The influence of moisture content on methane adsorption in lignite: A molecular simulation study

As a high-efficiency clean energy and chemical raw material, coal-bed methane (CBM) has received wide attention in recent decades. At the present stage, new strategy to achieve a breakthrough in the CBM exploration and development is regarded as the primary goal for China's lignite region. Usually, lignite contains a high moisture content in our country. Therefore, it is of great practical significance to understand the effect of moisture content on methane adsorption in lignite. Herein, molecular simulations of Monte Carlo and molecular dynamics methods are employed to elucidate this effect on methane adsorption with three moisture contents of 0%, 1.6% and 3.2%, and three temperatures of 298 K, 313 K and 373 K and the pressure range of 0-10 MPa are considered in the work. The lignite substrate model is composed of an aromatic skeleton amorphous structure with 88 atoms, including carbon, hydrogen, oxygen, nitrogen and sulfur.

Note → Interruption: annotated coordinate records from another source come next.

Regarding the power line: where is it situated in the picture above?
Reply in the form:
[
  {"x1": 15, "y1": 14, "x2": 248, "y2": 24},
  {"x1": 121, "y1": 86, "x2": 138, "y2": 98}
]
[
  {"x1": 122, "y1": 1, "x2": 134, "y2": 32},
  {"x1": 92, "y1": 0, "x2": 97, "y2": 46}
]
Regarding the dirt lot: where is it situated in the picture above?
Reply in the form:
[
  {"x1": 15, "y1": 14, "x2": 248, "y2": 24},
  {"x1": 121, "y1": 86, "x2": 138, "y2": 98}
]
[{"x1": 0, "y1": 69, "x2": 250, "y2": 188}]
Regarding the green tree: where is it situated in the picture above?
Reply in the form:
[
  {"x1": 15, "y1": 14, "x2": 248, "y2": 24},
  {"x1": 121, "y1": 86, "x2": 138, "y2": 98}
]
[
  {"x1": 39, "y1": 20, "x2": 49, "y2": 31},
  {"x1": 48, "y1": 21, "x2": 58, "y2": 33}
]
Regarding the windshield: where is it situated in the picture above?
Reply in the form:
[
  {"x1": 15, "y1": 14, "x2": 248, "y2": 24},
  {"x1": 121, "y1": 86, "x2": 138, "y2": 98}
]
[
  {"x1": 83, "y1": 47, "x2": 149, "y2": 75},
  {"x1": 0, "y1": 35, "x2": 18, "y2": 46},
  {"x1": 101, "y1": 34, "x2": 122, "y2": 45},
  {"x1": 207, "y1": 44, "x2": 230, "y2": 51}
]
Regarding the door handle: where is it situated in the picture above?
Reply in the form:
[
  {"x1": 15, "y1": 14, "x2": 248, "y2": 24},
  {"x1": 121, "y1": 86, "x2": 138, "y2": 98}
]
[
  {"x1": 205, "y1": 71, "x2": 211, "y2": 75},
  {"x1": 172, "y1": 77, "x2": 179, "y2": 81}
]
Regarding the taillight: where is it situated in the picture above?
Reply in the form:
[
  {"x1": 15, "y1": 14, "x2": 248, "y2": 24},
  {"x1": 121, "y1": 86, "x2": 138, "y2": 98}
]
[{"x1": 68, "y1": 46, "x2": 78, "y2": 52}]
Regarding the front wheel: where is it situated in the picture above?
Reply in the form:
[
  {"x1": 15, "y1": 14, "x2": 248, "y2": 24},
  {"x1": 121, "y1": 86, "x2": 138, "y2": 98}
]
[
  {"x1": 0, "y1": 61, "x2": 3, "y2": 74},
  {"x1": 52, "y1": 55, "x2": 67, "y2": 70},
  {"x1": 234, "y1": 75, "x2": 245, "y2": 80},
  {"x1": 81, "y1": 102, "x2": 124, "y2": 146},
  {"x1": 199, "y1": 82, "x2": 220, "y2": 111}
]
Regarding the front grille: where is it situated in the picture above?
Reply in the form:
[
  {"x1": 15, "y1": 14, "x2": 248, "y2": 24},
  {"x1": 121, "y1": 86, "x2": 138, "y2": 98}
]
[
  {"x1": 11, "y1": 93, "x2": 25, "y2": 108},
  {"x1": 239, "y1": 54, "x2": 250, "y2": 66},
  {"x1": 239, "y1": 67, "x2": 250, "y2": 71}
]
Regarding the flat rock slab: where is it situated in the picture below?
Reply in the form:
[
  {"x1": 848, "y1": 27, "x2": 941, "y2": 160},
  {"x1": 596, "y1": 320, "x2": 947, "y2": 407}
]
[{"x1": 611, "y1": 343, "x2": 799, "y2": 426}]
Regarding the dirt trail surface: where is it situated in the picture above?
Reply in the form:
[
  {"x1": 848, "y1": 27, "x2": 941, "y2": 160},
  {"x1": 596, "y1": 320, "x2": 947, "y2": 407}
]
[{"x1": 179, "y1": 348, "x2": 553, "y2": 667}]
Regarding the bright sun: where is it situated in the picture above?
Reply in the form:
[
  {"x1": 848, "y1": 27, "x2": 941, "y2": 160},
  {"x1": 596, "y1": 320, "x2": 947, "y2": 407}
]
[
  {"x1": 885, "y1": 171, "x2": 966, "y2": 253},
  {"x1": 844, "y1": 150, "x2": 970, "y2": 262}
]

The adsorption amount, adsorption heat, and atomic radial distribution function along N, O, and S atoms are investigated in turns. The results show that the adsorption amount of methane decreases with the increase of moisture content in lignite, because the water molecules would be superior to methane to occupy the adsorption sites in lignite at the initial stage. The adsorption amount of methane decreases with the increase of temperature due to the molecules thermaldynamic property. The adsorption heat of methane decreases with the increase of moisture content in lignite. In addition, the N and S atoms exhibit the stronger interactions with methane than the O atom in lignite. This molecular simulation results are not only helpful to understand the adsorption mechanism of methane in lignite, but also provide theoretical prediction and scientific evidence for the exploration of CBM.